Oder anders gefragt: Welcher Arzt oder welcher Jurist soll mir erklären, ob bzw. wann ich unwidersprochen zulassen soll, dass Ärzte mein Lebensende künstlich hinauszögern. Oder sollen sie mich darüber aufklären, weshalb ich noch unzählige, belastende, meist sinnlose Untersuchungen und Behandlungen, über mich ergehen lassen soll, anstatt lieber gleich sterben zu dürfen?

Fazit

Es bleibt niemandem erspart, sich selbst zu überlegen und zu formulieren, welche Wünsche er für sein Lebensende hat. Diese Wünsche und Vorstellungen sollten mit vorsorgebevollmächtigten Angehörigen oder Zugehörigen besprochen sein und auch in schriftlicher Form vorliegen. Ich habe die Reihenfolge bewusst so gewählt: Angehörige sollten vom Gesunden, Betroffenen selbst erfahren haben, was er möchte und was nicht, was sie für ihn tun sollen, und was sie unterlassen mögen. Erst danach ist die Schriftform notwendig, damit sie sich nicht vor dem Strafrichter wegen unterlassener Hilfeleistung rechtfertigen müssen – sofern sie seinen Wünschen nachgekommen sind, den Patientenwillen erfüllt haben und er in Ruhe sterben durfte.

Erneuerung einer Patientenverfügung

Nach dem österreichischen PatVG (§ 7 Abs.1) muss eine verbindliche Patientenverfügung alle 5 Jahre erneuert werden.

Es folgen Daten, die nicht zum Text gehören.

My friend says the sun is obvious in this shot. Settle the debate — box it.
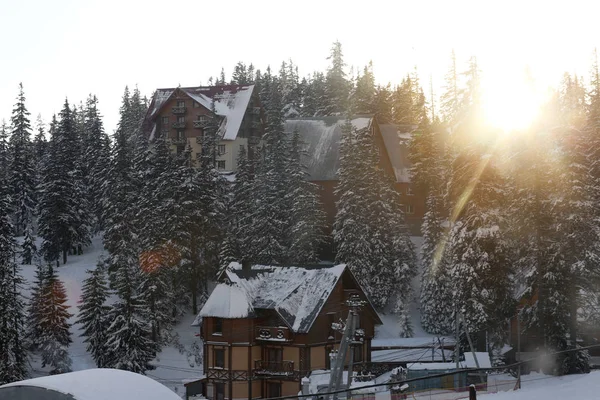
[482,74,542,135]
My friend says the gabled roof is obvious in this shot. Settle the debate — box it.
[379,124,416,182]
[193,262,381,333]
[146,85,254,140]
[285,117,373,181]
[0,368,180,400]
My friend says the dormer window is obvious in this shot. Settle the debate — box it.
[213,318,223,335]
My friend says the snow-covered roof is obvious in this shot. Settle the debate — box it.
[463,352,492,368]
[285,117,372,181]
[0,368,180,400]
[379,124,415,182]
[194,262,380,333]
[371,348,453,363]
[146,85,254,140]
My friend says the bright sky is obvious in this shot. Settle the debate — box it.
[0,0,600,133]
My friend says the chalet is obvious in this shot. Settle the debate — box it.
[380,124,426,235]
[194,263,381,400]
[142,85,265,171]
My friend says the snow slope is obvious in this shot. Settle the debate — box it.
[477,371,600,400]
[21,236,203,396]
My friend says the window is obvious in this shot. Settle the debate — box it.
[353,345,363,363]
[215,383,225,400]
[214,349,225,368]
[213,318,223,335]
[267,382,281,397]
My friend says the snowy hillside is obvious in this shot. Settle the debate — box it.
[21,237,202,395]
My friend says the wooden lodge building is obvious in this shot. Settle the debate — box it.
[194,263,381,400]
[142,85,265,171]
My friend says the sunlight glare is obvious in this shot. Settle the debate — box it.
[483,69,542,134]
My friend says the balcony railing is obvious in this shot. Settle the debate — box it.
[194,120,209,129]
[256,326,292,342]
[254,360,294,376]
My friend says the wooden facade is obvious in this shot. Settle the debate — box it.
[201,267,381,400]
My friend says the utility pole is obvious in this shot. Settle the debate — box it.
[461,313,485,383]
[517,312,522,389]
[328,294,365,400]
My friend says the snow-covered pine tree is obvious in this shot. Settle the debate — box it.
[301,71,327,117]
[334,121,416,314]
[351,61,377,115]
[76,260,110,368]
[248,81,290,265]
[9,84,35,236]
[21,223,37,264]
[25,258,49,352]
[38,100,90,265]
[37,266,73,373]
[0,177,27,384]
[323,41,351,115]
[287,131,325,264]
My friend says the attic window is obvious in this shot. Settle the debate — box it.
[213,318,223,335]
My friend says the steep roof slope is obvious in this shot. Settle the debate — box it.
[285,117,373,181]
[379,124,415,182]
[145,85,254,140]
[194,262,380,333]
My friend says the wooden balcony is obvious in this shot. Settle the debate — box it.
[194,119,210,129]
[254,360,294,377]
[256,326,292,342]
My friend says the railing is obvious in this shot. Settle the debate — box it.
[254,360,294,376]
[256,326,292,342]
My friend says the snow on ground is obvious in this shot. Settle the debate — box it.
[477,371,600,400]
[21,236,203,396]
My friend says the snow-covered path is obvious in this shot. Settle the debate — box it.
[21,236,202,396]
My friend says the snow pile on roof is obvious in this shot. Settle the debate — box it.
[194,283,254,322]
[477,371,600,400]
[371,348,453,363]
[464,352,492,368]
[147,85,254,140]
[285,117,372,181]
[198,262,346,333]
[0,368,181,400]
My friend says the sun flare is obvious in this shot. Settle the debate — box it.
[483,71,542,134]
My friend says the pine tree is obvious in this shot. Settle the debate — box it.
[288,131,325,263]
[9,84,35,235]
[21,224,37,264]
[76,261,110,368]
[0,178,27,384]
[334,121,416,312]
[37,267,72,373]
[324,41,350,115]
[39,101,91,265]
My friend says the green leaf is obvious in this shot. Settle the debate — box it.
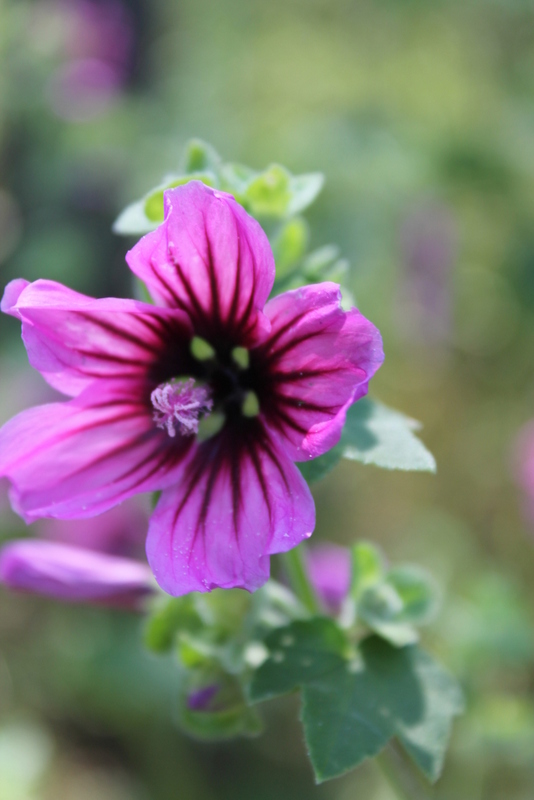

Auch hierfür ist wieder ärztliche Aufklärung/Beratung schriftlich nachzuweisen und die Errichtung hat vor einem rechtskundigen Patientenvertreter zu erfolgen.

Ich halte die vom Deutschen Bundesministerium für Justiz ausgegebene Empfehlung – seine Patientenverfügung alljährlich einmal zu erneuern und zu aktualisieren – für weitaus effektiver. (vgl. Blogbeitrag: Patientenverfügung erneuern)

So wie beim Errichten, sollte sich der Betroffene auch beim Erneuern der Patientenverfügung zwischen seiner persönlichen Lebensqualität und seiner Lebensdauer entscheiden. Dabei sollte er es nicht bei seinem Gefühl belassen, sondern herausfinden welche persönlichen Gründe ihn zu seiner überzeugten Meinung bringen. Den derart gefestigten Willen sollte er alljährlich zumindest einmal mit Vorsorgebevollmächtigten besprechen, sodass er selbst – aber wenn notwendig auch sein Rechtsvertreter – gegenüber dem paternalistischen Verhalten eines Arztes standhaft bleiben kann.